Many businesses were not spared the negative effects of Covid-19 related lockdowns and limitations as well as the fallout from the Russia-Ukraine conflict that led to reduced turnover, which caused businesses to cut back on their loan obligations with the bank.
In 2020, the Namibia Statistics Agency (NSA) conducted a survey on the effect of Covid-19 on selected businesses in Namibia.
The survey revealed that 96.5% of businesses respondent that they were adversely affected by the pandemic.
The survey further revealed that 50% of the businesses indicated that they traded partially while 25.2% were temporary closed. The majority of operating businesses have indicated reduction in local customer demand as the most common current and future effect experienced by 68.8% and 65.1% of the businesses, respectively.
Furthermore, 63.7% of businesses reported revenue loss of over 50% with the manufacturing sector (20.1%), hotels and restaurants (15.2%) and construction sector (11.3%) bearing most of the blunt.
The DBN’s programme takes the form of partial conversion of debt into various types of preference shares to be held by the bank in the enterprise and the deployment of independent business managers to such entities to render technical and management advisory services.
“The bank gives regards to employment opportunities created, income for owners, preservation of owners’ capital and assets, contributions to local, regional and national economies and continued economic growth as reasons to attempt to preserve businesses,” DBN CEO Martin Inkumbi said.
DBN will in the next few weeks appoint independent business rescue advisers through a transparent procurement process.
Inkumbi said once an adviser is appointed to carry out an assessment of a distressed business, the adviser will make recommendations on the turnabout strategy. The turnabout strategy will identify changes that need to be made to the operation of the business, its governance and/or its capital structure.
Explaining the process, Inkumbi noted if the capital structure is not appropriate, the bank could consider converting part of the debt to the bank into alternative patient financing instruments such as convertible preference shares.
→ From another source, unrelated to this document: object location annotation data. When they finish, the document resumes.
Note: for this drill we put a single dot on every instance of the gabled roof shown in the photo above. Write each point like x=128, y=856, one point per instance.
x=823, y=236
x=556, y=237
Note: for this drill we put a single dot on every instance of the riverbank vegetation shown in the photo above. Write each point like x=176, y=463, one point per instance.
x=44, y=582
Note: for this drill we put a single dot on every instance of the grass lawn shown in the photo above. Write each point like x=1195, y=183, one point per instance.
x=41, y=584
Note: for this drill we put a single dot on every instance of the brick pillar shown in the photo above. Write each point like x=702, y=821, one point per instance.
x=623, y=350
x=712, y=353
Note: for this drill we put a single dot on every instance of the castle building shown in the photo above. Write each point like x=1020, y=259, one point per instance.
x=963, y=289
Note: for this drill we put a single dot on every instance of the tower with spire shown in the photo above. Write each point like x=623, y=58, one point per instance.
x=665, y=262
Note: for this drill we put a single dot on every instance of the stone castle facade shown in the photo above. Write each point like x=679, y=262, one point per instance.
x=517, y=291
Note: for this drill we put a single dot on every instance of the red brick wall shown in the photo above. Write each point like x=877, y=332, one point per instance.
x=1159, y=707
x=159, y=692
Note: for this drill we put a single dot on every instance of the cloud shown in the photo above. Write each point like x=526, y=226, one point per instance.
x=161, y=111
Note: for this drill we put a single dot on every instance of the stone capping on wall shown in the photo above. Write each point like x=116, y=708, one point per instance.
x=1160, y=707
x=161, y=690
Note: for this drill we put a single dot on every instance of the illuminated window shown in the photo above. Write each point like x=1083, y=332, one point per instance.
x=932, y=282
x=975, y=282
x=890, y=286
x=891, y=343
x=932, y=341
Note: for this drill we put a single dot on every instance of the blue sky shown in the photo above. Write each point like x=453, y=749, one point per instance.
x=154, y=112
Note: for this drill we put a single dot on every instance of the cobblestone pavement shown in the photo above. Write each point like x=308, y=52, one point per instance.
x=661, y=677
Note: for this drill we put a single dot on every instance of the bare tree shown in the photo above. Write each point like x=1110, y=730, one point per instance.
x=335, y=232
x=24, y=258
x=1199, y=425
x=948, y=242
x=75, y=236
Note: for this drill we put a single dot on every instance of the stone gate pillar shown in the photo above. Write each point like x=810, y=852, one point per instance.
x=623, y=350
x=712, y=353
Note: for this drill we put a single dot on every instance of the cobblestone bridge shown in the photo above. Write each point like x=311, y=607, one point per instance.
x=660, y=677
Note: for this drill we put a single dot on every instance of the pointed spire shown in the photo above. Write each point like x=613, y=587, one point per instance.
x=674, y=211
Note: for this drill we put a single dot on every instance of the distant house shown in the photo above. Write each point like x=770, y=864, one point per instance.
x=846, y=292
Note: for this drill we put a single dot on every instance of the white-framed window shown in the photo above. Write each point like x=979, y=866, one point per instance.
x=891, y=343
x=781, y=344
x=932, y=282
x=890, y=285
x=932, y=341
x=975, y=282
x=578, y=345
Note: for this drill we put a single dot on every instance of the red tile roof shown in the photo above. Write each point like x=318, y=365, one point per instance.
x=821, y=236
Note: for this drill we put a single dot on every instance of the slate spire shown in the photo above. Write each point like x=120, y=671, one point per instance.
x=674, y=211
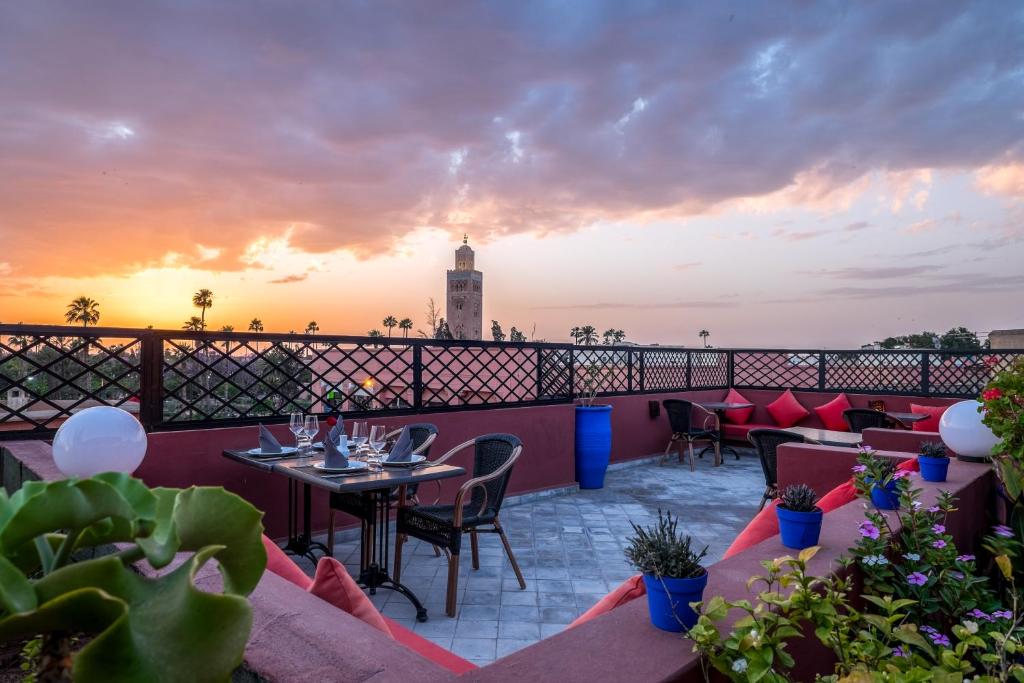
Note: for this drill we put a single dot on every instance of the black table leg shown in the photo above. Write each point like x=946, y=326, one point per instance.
x=375, y=554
“The first task of the business turnaround adviser will be to ascertain if the business can be rescued. If not, the bank will have to begin steps to recover its loans through the normal liquidation process. If the business can be rescued, the advisor will make recommendations on management, capital structure and governance which the enterprise will be contractually obliged to implement,” explained Inkumbi.
He added the programme is voluntary. There will be consultation between the bank and the distressed business owners. Where a distressed business owner is not willing to accept terms and conditions of a rescue programme, they can always opt to repay the bank’s loan or alternatively face liquidation, he stressed.
On the topic of eligibility, Inkumbi said not all businesses in distress would qualify or meet the criteria of the business rescue programme.
According to him, there must be some level of business activities happening and revenue generation. Ideally, such a business must be in a position to at least, partially meet its loan repayment obligation to the bank. He stated the bank will not convert full debt into a preference share instrument. The owners must also be committed and willing to make further capital investment and meet the bank halfway.